Des défenseurs des droits humains, des blogueurs, des militants antiesclavagistes et d’autres opposants au gouvernement ont été la cible d’actes d’intimidation, d’agressions et de poursuites judiciaires en raison de leurs activités pacifiques. Cette année encore, des restrictions ont continué de peser sur la liberté d’expression, d’association et de réunion pacifique. Des militants des droits humains étrangers n’ont pas été autorisés à entrer dans le pays. Les détenus étaient régulièrement torturés et maltraités. Les Haratines et les Negro-Mauritaniens étaient toujours confrontés à une discrimination systématique. Les pratiques esclavagistes perduraient.
CONTEXTE
En mars, le Sénat a rejeté un projet de loi portant modification de la Constitution de 1991. Les autorités ont organisé un référendum au mois d’août ; la population s’est prononcée en faveur de l’abolition du Sénat.

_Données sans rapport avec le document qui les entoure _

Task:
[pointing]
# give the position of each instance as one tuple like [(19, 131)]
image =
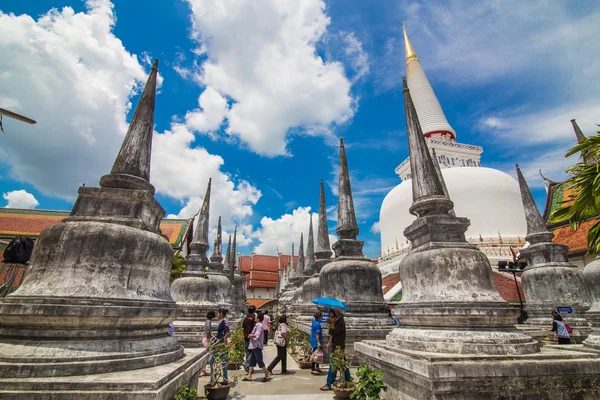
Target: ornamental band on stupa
[(456, 332), (96, 297), (203, 286)]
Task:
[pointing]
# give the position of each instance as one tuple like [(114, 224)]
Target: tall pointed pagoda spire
[(233, 260), (131, 169), (426, 182), (227, 259), (197, 260), (217, 255), (301, 255), (323, 247), (430, 113), (201, 234), (347, 226), (578, 133), (292, 265), (410, 52), (310, 248), (537, 231)]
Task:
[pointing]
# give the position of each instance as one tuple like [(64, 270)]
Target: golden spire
[(410, 52)]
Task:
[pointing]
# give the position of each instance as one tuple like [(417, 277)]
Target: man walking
[(337, 339), (266, 326), (248, 326)]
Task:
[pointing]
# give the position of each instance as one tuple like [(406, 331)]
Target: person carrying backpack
[(281, 341)]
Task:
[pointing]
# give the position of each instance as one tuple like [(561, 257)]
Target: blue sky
[(255, 94)]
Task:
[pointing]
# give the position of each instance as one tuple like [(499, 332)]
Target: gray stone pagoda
[(91, 319), (239, 285), (549, 280), (352, 278), (202, 286), (311, 288), (456, 338)]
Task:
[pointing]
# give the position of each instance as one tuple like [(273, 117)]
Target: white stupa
[(489, 198)]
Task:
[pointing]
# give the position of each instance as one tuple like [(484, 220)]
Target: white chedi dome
[(490, 199)]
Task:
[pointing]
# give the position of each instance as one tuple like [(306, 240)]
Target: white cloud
[(262, 56), (20, 199), (357, 56), (212, 112), (69, 72), (182, 172), (283, 231), (376, 228)]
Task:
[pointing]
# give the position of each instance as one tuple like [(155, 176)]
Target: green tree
[(585, 183)]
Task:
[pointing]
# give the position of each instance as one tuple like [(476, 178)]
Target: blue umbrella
[(329, 302)]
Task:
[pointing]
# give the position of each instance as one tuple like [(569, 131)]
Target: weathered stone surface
[(155, 383), (549, 280), (567, 373), (197, 292), (591, 275), (96, 297)]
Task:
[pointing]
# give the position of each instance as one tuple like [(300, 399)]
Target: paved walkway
[(299, 385)]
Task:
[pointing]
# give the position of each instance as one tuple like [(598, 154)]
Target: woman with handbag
[(316, 338), (206, 338), (281, 340), (221, 338)]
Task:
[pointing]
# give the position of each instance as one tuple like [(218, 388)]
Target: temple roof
[(30, 223)]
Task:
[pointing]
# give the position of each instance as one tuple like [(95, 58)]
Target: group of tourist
[(256, 327)]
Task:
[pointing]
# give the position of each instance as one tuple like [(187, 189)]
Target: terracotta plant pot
[(234, 366), (217, 393), (343, 393)]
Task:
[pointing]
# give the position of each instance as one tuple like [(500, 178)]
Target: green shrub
[(370, 384), (186, 393)]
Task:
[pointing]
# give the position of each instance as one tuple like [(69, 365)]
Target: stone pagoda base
[(568, 372), (155, 383)]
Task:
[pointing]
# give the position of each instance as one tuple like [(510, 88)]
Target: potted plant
[(304, 354), (294, 340), (186, 393), (370, 384), (340, 362), (218, 389), (237, 352)]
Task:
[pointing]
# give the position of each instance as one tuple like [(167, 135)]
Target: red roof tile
[(576, 240), (31, 223), (245, 262), (265, 263), (264, 276), (257, 302), (505, 284), (264, 284)]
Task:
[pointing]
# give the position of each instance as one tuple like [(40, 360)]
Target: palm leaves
[(584, 204)]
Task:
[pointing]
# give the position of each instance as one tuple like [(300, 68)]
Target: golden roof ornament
[(410, 52)]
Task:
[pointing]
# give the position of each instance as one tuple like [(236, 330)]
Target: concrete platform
[(299, 385), (156, 383), (553, 373)]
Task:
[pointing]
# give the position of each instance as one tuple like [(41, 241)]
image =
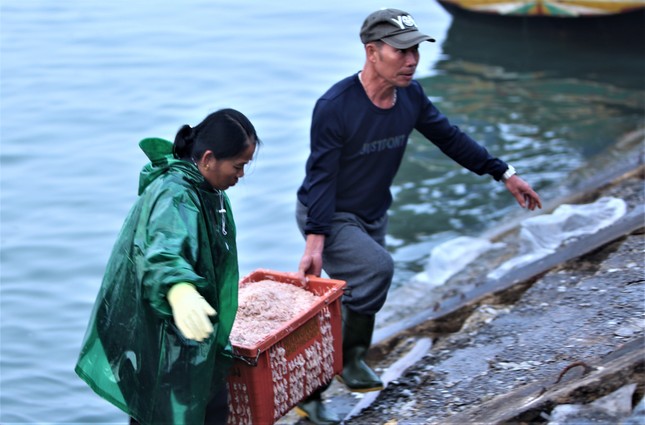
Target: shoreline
[(470, 310)]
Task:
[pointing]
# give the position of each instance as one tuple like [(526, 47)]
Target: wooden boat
[(546, 8), (614, 21)]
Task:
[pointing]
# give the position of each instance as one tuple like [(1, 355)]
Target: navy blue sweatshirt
[(357, 148)]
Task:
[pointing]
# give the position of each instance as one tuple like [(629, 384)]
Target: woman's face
[(224, 173)]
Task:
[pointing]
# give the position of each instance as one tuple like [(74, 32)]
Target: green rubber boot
[(357, 337), (313, 409)]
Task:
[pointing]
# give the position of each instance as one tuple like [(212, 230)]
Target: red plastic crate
[(270, 378)]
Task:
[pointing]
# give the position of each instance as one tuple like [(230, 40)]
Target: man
[(359, 131)]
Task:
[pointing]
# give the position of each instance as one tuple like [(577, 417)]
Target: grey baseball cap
[(393, 26)]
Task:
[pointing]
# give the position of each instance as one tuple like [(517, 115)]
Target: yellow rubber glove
[(190, 311)]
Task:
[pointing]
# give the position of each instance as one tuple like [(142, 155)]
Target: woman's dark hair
[(227, 133)]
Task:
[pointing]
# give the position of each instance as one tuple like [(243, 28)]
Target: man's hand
[(311, 261), (521, 190), (190, 311)]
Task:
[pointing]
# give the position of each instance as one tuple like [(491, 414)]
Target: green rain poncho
[(179, 230)]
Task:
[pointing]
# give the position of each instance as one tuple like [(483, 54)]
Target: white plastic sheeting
[(544, 234), (539, 237), (452, 256)]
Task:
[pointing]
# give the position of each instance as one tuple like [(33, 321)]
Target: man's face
[(397, 66)]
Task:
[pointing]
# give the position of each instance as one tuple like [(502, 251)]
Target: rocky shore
[(560, 343)]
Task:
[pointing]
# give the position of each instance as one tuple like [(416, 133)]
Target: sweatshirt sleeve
[(322, 168)]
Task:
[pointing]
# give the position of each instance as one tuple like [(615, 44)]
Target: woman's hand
[(190, 311)]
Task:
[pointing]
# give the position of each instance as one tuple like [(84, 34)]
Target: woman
[(157, 345)]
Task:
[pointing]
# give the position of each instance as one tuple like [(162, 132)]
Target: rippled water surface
[(82, 82)]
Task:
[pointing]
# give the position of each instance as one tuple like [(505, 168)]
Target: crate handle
[(251, 362)]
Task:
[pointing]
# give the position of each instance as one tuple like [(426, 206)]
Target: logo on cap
[(404, 21)]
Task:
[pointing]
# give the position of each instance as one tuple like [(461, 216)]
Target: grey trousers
[(355, 252)]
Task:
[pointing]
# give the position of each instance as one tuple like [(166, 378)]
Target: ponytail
[(184, 143)]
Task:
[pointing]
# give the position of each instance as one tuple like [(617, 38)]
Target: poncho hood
[(159, 152)]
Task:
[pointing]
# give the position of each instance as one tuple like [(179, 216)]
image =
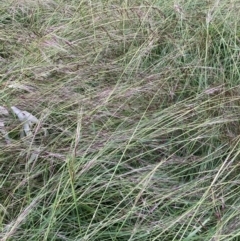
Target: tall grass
[(140, 100)]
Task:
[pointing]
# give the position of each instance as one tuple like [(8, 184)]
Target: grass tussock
[(138, 132)]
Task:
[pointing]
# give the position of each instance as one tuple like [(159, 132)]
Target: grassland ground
[(138, 127)]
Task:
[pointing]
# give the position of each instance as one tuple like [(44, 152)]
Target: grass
[(140, 101)]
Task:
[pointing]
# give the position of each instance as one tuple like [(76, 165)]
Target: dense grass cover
[(140, 100)]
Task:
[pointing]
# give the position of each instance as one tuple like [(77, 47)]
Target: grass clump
[(138, 127)]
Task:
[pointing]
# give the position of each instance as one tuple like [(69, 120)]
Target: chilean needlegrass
[(140, 103)]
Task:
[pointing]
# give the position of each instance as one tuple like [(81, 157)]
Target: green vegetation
[(138, 135)]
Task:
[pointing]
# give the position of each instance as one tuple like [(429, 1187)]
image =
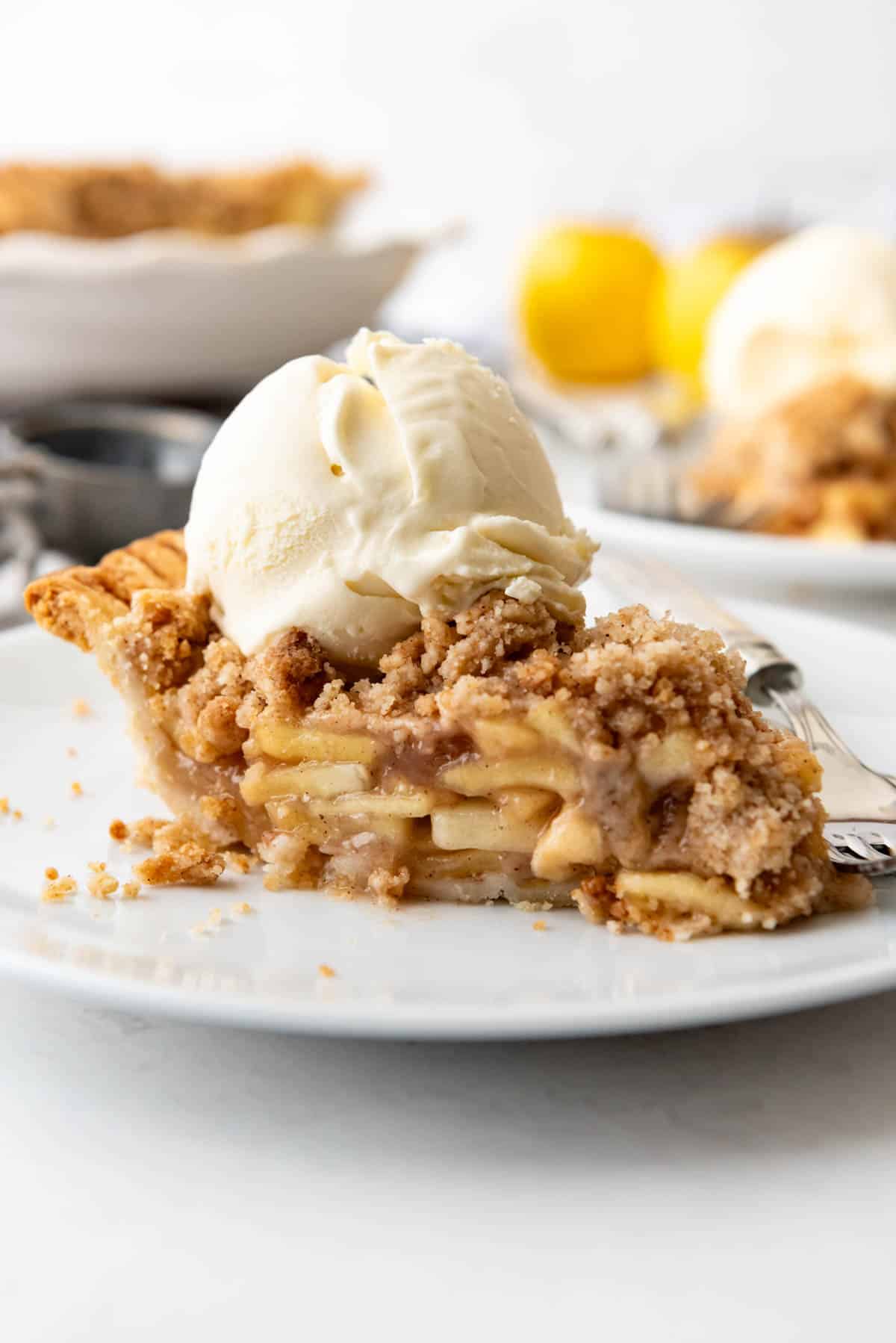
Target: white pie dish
[(425, 971), (173, 313)]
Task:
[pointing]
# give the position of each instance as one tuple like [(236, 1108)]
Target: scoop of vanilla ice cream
[(813, 306), (351, 498)]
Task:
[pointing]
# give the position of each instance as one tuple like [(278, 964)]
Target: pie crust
[(112, 200), (821, 465), (499, 755)]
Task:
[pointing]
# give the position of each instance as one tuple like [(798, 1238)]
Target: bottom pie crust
[(499, 757)]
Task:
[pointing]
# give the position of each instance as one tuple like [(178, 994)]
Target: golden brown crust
[(113, 200), (642, 725), (78, 604), (822, 464)]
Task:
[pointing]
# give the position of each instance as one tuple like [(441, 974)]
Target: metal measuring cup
[(87, 477)]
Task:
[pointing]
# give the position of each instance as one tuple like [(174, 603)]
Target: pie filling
[(499, 755)]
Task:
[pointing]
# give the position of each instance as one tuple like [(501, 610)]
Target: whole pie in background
[(113, 200)]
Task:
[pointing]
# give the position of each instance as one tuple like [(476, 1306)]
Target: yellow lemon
[(585, 304), (685, 296)]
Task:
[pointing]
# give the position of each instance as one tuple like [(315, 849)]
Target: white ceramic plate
[(171, 313), (771, 562), (421, 973)]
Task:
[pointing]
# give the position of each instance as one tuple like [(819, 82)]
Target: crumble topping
[(112, 200), (822, 464), (187, 865), (60, 890), (668, 802), (101, 884)]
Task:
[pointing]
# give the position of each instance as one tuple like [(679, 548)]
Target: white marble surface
[(175, 1182)]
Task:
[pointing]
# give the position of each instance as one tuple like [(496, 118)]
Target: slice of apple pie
[(496, 755)]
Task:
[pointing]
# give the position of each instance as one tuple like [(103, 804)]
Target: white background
[(171, 1182), (501, 112)]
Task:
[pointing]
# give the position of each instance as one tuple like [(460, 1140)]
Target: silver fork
[(860, 802), (655, 484)]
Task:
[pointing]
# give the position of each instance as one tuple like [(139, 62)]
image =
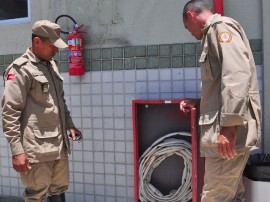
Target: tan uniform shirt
[(230, 95), (35, 116)]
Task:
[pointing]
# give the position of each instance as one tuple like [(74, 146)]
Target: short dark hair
[(196, 6), (42, 38)]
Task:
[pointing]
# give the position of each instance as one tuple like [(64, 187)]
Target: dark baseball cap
[(46, 28)]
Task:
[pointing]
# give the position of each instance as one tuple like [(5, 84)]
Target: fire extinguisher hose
[(162, 148), (66, 16)]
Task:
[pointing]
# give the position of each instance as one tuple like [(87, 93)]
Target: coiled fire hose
[(162, 148)]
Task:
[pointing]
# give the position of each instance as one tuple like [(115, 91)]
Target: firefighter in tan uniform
[(36, 118), (230, 111)]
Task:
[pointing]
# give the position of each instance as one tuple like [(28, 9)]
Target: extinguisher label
[(71, 43), (75, 42), (76, 60)]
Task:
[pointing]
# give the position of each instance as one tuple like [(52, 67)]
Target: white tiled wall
[(101, 167)]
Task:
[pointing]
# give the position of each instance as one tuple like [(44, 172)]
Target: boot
[(57, 198)]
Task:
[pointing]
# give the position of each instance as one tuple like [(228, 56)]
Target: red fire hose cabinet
[(167, 163)]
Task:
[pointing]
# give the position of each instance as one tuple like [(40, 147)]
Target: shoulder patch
[(225, 37), (20, 61)]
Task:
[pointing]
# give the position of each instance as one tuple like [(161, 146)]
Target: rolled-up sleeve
[(17, 85), (235, 73)]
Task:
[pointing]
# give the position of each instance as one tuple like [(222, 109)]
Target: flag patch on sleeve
[(11, 77), (225, 37)]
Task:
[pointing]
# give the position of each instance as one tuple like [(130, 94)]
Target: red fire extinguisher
[(75, 49)]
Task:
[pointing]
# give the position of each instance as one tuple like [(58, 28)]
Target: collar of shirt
[(209, 22)]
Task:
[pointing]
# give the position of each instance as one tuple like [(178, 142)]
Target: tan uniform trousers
[(223, 180), (50, 177)]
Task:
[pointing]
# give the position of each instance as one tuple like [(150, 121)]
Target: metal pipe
[(218, 7)]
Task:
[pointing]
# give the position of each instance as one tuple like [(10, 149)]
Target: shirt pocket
[(210, 128), (47, 140), (206, 72), (41, 87)]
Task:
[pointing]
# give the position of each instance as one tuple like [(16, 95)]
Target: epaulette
[(20, 61)]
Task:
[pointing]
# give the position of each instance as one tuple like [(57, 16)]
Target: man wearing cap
[(230, 110), (36, 118)]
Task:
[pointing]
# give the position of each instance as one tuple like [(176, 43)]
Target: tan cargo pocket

LIBERTÉ D’EXPRESSION, D’ASSOCIATION ET DE RÉUNION
Cette année encore, des blogueurs, des défenseurs des droits humains et d’autres détracteurs du gouvernement ont été la cible d’actes d’intimidation et d’agressions de la part des forces de sécurité.
Des militants antiesclavagistes ont été placés en détention ; certains étaient des prisonniers d’opinion. Abdallahi Abdou Diop a été libéré en janvier après avoir purgé une peine de six mois de prison. Abdallahi Maatalla Seck et Moussa Biram étaient toujours détenus à la prison de Bir Moghreïn, à plus de 1 000 km de leur domicile, depuis juillet 2016. Ces trois prisonniers d’opinion avaient été condamnés pour divers chefs d’accusation, dont participation à une manifestation non autorisée et appartenance à une organisation non reconnue.
En avril, les forces de sécurité ont utilisé du gaz lacrymogène et des matraques pour disperser une manifestation pacifique organisée à Nouakchott, la capitale, par des associations de jeunes qui demandaient l’adoption de politiques de lutte contre le chômage et de soutien à la jeunesse. Au moins 26 personnes ont été arrêtées. La plupart d’entre elles ont été libérées le jour même, mais 10 ont été maintenues en détention pendant quatre jours et inculpées de participation à un rassemblement non autorisé. Une manifestante a été condamnée à trois mois de prison avec sursis par un tribunal de Nouakchott, mais ce jugement a été annulé en appel. Les autres personnes ont été relaxées.
Le 23 avril, sept personnes, dont quatre étrangers et deux mineurs, ont été arrêtées par la police après avoir assisté à un service religieux à Nouakchott. L’une d’entre elles a été libérée sans inculpation au bout de trois jours ; les autres ont été inculpées d’appartenance à une organisation non reconnue et relâchées six jours plus tard.
À l’approche du référendum du mois d’août, le bureau du Haut-Commissariat aux droits de l’homme [ONU] s’est dit préoccupé par l’apparente répression de la dissidence par les autorités ainsi que par les informations faisant état de l’emploi d’une force excessive contre les organisateurs de manifestations.
Cinq jours après le référendum, le sénateur Mohamed Ould Ghadda, qui s’était opposé à la tenue du scrutin, a été arrêté et inculpé de corruption. Il était toujours en détention dans l’attente de son procès à la fin de l’année. Trois semaines plus tard, 12 sénateurs et quatre journalistes ont été interrogés par un juge au sujet du soutien financier qu’ils auraient reçu d’un homme d’affaires. Ils étaient tenus de se présenter au poste de police toutes les semaines le temps qu’une enquête soit menée sur ces allégations.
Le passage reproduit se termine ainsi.